The problem is the conversion rate from those MQLs to SQLs to SQOs, and ultimately revenue for the business you don't necessarily care about because all you're driving is top of the funnel revenue or top of the funnel MQLs. At Arc, we focus almost exclusively on bottom of the funnel. How much actual net revenue do we drive for the business? And then ultimately what are the channels and tactics that are most efficient to get there? And the channel mix between those two different things is very different. And I think it's a factor of two different things. Number one is the market. Historically it was growth at all costs. You're just borrowing as much money as possible with the idea that you can continue to raise capital. And it doesn't matter if your unit economics are positive or negative because as long as you have more money coming into the funnel, you can continue to do that.

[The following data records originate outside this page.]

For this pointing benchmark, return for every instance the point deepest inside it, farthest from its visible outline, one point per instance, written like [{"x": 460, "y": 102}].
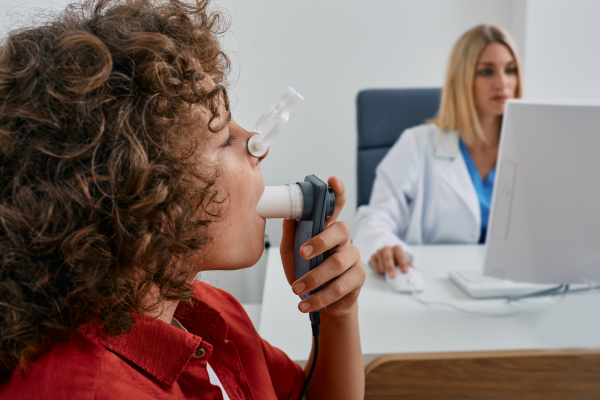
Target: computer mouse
[{"x": 410, "y": 282}]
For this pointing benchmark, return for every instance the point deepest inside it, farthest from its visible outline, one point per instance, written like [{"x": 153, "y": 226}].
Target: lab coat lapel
[{"x": 456, "y": 175}]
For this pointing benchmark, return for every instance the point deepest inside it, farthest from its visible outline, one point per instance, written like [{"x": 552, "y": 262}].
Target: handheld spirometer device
[{"x": 309, "y": 202}]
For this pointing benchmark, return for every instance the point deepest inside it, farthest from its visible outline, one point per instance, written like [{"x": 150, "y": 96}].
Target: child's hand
[{"x": 341, "y": 272}]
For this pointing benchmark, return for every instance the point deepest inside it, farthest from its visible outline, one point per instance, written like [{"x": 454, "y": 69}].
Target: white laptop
[{"x": 545, "y": 217}]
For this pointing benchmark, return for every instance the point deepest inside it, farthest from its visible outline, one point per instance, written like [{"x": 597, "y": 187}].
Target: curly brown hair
[{"x": 101, "y": 194}]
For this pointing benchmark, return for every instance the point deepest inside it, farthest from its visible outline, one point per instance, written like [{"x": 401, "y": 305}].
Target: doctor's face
[{"x": 496, "y": 80}]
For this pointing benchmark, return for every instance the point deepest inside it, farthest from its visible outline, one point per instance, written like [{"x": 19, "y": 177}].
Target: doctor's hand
[
  {"x": 342, "y": 272},
  {"x": 386, "y": 259}
]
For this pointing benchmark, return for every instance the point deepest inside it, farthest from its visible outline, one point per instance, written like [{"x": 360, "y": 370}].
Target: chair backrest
[
  {"x": 382, "y": 116},
  {"x": 529, "y": 374}
]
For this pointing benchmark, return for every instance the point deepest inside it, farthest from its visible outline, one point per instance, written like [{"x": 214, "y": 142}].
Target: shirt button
[{"x": 199, "y": 353}]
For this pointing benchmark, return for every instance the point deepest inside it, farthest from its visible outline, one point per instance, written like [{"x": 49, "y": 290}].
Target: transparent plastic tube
[{"x": 281, "y": 202}]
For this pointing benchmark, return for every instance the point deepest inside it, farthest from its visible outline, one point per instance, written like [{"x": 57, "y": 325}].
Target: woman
[
  {"x": 122, "y": 176},
  {"x": 435, "y": 184}
]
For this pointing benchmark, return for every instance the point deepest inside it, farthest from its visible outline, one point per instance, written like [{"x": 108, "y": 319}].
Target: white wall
[
  {"x": 329, "y": 51},
  {"x": 562, "y": 49}
]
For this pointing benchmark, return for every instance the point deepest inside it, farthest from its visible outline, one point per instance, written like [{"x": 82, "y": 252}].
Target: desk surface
[{"x": 395, "y": 323}]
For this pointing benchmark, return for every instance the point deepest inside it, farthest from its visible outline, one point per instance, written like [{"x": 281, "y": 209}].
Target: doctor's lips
[{"x": 500, "y": 98}]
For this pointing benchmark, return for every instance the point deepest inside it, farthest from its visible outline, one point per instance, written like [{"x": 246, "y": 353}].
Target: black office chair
[{"x": 382, "y": 116}]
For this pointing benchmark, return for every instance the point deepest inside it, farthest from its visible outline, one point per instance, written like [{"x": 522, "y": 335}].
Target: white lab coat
[{"x": 423, "y": 194}]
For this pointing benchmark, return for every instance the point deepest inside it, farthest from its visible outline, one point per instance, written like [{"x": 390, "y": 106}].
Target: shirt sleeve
[
  {"x": 385, "y": 220},
  {"x": 286, "y": 375}
]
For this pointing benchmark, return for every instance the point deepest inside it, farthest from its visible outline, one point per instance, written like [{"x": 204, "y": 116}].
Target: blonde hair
[{"x": 457, "y": 109}]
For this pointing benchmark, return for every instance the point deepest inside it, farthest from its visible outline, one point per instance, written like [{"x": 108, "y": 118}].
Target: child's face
[{"x": 237, "y": 237}]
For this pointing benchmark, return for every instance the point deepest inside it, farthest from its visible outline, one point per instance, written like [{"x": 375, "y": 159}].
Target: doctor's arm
[
  {"x": 339, "y": 373},
  {"x": 382, "y": 225}
]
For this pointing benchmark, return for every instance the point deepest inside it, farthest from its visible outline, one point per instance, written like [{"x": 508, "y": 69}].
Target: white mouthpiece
[
  {"x": 259, "y": 144},
  {"x": 281, "y": 202}
]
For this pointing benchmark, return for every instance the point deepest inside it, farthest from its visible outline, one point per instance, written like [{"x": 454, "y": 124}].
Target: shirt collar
[
  {"x": 161, "y": 349},
  {"x": 447, "y": 144}
]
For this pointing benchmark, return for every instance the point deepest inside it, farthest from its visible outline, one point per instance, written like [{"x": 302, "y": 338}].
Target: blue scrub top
[{"x": 483, "y": 189}]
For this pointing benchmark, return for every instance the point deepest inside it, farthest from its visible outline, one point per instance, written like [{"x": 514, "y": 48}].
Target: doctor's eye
[{"x": 227, "y": 142}]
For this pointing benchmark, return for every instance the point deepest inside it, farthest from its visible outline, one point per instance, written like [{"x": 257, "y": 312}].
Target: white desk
[{"x": 394, "y": 323}]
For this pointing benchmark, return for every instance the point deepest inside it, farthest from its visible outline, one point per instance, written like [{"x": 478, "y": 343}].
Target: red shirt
[{"x": 159, "y": 361}]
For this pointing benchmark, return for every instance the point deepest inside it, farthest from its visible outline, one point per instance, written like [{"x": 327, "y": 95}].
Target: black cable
[{"x": 315, "y": 319}]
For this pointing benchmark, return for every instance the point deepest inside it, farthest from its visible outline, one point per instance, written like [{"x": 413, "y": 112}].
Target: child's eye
[{"x": 227, "y": 142}]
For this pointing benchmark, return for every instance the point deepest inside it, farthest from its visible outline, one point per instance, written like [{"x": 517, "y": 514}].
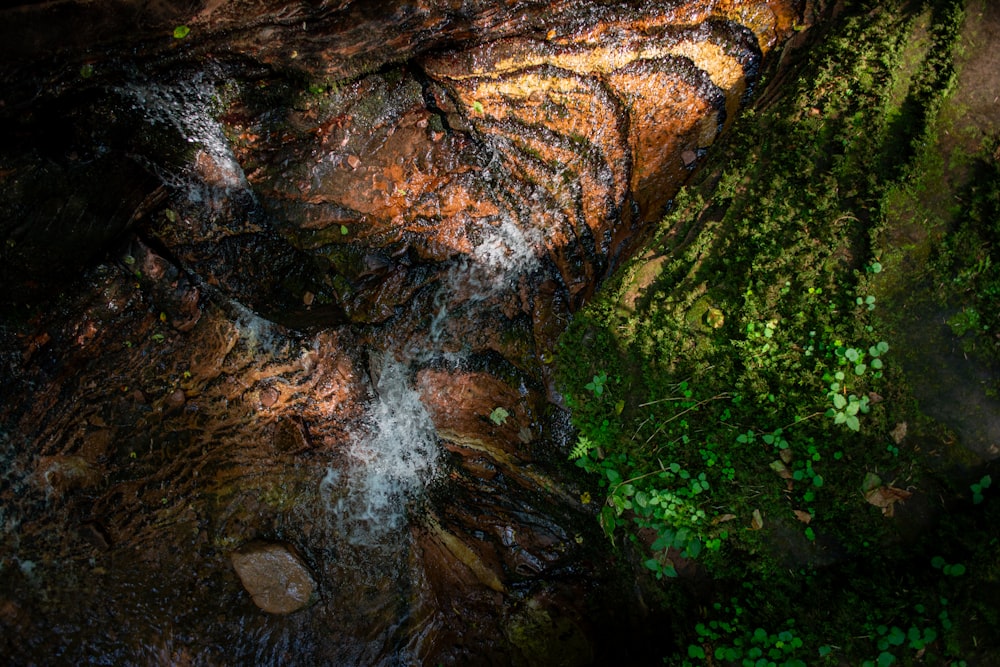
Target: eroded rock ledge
[{"x": 255, "y": 217}]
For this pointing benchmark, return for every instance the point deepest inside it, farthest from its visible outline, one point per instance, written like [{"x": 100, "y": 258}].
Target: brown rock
[
  {"x": 276, "y": 578},
  {"x": 63, "y": 473}
]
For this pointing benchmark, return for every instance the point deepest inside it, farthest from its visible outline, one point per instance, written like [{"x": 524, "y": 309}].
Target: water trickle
[
  {"x": 185, "y": 110},
  {"x": 388, "y": 464}
]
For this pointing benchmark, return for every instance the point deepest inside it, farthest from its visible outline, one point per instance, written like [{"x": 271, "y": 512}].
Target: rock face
[
  {"x": 262, "y": 210},
  {"x": 276, "y": 578}
]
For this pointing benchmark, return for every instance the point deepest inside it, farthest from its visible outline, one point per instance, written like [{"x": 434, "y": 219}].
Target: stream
[{"x": 318, "y": 319}]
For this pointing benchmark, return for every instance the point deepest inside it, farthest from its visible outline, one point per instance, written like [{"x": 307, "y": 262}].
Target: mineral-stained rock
[{"x": 276, "y": 578}]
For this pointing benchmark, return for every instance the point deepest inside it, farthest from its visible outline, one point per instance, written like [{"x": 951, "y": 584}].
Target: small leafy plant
[{"x": 979, "y": 487}]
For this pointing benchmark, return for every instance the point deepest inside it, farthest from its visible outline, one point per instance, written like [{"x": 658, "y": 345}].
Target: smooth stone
[{"x": 276, "y": 578}]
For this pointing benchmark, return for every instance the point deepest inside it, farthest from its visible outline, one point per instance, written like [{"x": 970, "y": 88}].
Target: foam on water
[
  {"x": 186, "y": 108},
  {"x": 389, "y": 464}
]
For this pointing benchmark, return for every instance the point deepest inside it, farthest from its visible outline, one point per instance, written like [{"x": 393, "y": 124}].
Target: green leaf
[{"x": 885, "y": 659}]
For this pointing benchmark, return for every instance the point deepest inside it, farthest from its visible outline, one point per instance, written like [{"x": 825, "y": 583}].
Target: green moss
[{"x": 744, "y": 441}]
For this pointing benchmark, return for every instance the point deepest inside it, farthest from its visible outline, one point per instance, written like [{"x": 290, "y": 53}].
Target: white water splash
[
  {"x": 186, "y": 108},
  {"x": 507, "y": 251},
  {"x": 389, "y": 465}
]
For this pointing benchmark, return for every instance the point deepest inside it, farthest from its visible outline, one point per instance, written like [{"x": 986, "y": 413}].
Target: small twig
[{"x": 684, "y": 412}]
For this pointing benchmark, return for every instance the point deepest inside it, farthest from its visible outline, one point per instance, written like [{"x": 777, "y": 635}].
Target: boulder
[{"x": 275, "y": 576}]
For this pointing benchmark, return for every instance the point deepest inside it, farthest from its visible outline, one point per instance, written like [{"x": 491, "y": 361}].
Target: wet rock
[
  {"x": 547, "y": 638},
  {"x": 63, "y": 473},
  {"x": 276, "y": 578}
]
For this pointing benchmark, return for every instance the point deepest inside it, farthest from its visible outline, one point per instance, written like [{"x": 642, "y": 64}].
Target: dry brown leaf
[{"x": 885, "y": 497}]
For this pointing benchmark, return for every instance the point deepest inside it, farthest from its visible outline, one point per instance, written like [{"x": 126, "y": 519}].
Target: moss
[{"x": 806, "y": 229}]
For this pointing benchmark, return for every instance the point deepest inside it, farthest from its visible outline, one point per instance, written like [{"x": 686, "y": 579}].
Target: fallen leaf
[
  {"x": 781, "y": 469},
  {"x": 886, "y": 497},
  {"x": 804, "y": 517}
]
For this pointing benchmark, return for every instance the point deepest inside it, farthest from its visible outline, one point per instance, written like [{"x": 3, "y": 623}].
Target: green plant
[
  {"x": 499, "y": 416},
  {"x": 978, "y": 488},
  {"x": 597, "y": 384}
]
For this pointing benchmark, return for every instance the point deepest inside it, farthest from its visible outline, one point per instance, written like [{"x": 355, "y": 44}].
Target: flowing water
[{"x": 332, "y": 331}]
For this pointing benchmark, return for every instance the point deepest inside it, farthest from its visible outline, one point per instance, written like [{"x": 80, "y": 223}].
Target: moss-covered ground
[{"x": 785, "y": 401}]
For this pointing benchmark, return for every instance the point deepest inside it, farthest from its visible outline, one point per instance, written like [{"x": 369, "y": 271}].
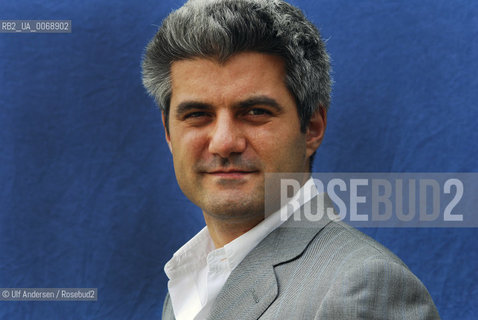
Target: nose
[{"x": 227, "y": 137}]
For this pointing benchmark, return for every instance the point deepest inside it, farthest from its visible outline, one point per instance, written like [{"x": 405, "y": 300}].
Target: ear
[
  {"x": 315, "y": 130},
  {"x": 166, "y": 133}
]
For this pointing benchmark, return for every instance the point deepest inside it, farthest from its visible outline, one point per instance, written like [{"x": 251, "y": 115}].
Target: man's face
[{"x": 229, "y": 124}]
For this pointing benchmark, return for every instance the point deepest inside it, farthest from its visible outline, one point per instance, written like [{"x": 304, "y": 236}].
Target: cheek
[{"x": 187, "y": 147}]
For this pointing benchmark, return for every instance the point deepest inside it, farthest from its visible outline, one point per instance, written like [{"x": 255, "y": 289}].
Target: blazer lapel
[{"x": 252, "y": 286}]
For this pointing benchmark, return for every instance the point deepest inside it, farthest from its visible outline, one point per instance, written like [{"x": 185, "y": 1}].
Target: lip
[{"x": 231, "y": 174}]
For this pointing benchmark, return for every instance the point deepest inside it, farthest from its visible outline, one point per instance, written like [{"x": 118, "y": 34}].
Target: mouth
[{"x": 231, "y": 173}]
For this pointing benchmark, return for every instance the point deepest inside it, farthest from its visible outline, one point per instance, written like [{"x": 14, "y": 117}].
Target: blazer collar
[{"x": 252, "y": 285}]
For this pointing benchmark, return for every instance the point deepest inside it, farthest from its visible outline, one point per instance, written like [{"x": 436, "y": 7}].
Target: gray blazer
[{"x": 320, "y": 270}]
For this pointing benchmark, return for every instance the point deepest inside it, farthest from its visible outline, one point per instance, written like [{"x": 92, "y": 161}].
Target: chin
[{"x": 234, "y": 209}]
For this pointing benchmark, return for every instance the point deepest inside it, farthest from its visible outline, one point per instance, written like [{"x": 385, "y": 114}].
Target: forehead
[{"x": 242, "y": 75}]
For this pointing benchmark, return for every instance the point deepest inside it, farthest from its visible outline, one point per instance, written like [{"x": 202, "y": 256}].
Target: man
[{"x": 244, "y": 87}]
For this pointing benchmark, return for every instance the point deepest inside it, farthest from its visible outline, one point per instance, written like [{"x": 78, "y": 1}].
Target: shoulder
[{"x": 365, "y": 280}]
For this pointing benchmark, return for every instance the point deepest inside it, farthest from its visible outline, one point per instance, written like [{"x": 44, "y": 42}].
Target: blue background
[{"x": 88, "y": 197}]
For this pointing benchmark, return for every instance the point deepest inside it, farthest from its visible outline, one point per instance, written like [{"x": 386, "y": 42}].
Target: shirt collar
[{"x": 193, "y": 255}]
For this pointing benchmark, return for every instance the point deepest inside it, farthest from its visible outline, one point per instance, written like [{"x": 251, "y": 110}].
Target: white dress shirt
[{"x": 198, "y": 271}]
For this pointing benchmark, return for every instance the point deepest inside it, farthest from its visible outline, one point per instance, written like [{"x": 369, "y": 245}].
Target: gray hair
[{"x": 221, "y": 28}]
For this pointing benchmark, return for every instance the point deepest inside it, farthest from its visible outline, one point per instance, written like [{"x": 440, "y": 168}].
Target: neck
[{"x": 222, "y": 232}]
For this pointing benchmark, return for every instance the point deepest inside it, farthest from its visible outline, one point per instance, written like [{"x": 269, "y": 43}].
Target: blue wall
[{"x": 88, "y": 197}]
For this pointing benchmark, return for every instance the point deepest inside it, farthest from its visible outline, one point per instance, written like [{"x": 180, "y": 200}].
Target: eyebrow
[
  {"x": 186, "y": 106},
  {"x": 260, "y": 100}
]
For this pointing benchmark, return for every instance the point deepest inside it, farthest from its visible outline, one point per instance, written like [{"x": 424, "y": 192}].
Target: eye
[{"x": 258, "y": 112}]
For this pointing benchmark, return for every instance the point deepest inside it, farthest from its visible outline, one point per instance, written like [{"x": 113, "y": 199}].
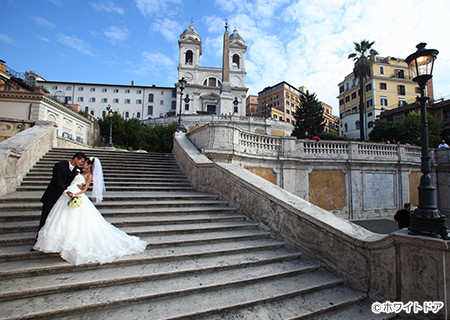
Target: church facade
[{"x": 205, "y": 90}]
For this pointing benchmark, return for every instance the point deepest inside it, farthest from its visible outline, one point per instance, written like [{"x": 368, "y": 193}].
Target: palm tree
[{"x": 362, "y": 70}]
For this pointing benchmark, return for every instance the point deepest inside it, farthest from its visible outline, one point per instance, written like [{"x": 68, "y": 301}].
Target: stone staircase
[{"x": 204, "y": 260}]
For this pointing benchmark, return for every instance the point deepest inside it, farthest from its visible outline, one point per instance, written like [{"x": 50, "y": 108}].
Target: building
[
  {"x": 251, "y": 106},
  {"x": 331, "y": 121},
  {"x": 280, "y": 101},
  {"x": 141, "y": 102},
  {"x": 21, "y": 99},
  {"x": 389, "y": 87},
  {"x": 204, "y": 85},
  {"x": 439, "y": 109}
]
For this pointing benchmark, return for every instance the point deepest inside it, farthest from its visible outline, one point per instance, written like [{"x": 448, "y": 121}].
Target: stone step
[
  {"x": 9, "y": 216},
  {"x": 215, "y": 243},
  {"x": 152, "y": 187},
  {"x": 33, "y": 196},
  {"x": 129, "y": 220},
  {"x": 14, "y": 238},
  {"x": 25, "y": 287},
  {"x": 255, "y": 283}
]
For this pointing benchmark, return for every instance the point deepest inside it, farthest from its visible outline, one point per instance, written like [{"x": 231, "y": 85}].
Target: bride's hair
[{"x": 98, "y": 183}]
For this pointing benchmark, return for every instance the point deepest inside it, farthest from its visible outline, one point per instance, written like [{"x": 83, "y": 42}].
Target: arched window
[
  {"x": 236, "y": 61},
  {"x": 189, "y": 57}
]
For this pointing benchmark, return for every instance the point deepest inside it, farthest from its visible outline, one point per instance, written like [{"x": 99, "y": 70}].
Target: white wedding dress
[{"x": 81, "y": 235}]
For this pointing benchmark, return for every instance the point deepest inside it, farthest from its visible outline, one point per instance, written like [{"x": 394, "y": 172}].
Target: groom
[{"x": 63, "y": 174}]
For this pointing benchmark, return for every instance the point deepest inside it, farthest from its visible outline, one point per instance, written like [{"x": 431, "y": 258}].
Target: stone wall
[
  {"x": 356, "y": 180},
  {"x": 398, "y": 267},
  {"x": 20, "y": 152}
]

Now the market's flipped. And you have to be super efficient with your spend. You have to generate net positive economics on every single deal you bring, which means you can't spend infinite amounts of money to attract new customers. And I think that's the first factor. And the second factor is as you become larger and larger of an organization, there's this need to push towards brand and awareness marketing. And when you're a small organization like Arc is, it's very much focused on revenue because you don't have the capital to survive. Ultimately, if you don't have revenue and you can't raise more money, your company dies. We're focused exclusively on driving net revenue for the business, which ultimately aligns my incentives with sales incentives, which means that we're much more efficient and effective working together.
Franco Caporale:
From an attribution perspective, do you look first touch, last touch, a combination of the two or how do you understand what is actually working and what is driving revenue?
Austin Beveridge:
It's a great question. A lot of organizations to your point, will either do first touch, meaning what was the first channel or thing that they initiated with the organization at? Some companies will do last touch show. What was the last thing that actually made them convert? What we do is a W. Effectively look at what was the first thing that brought them into the funnel, what was the last thing that brought them into the funnel, and then what was the set of activities that came in between? The way that we do that is through Salesforce campaigns. If they attend an event, if they attend a webinar, if they download an ebook, all of those things, drop them into an individual Salesforce campaign. And then at the closed one level, I'll go in when somebody's closed one meaning they've deposited or they've taken in capital from Arc, and I'll say, "What are all the campaigns that they were a part of? What was the first thing that they interacted with? What was the last thing they interacted with and what were all the set of activities in between?"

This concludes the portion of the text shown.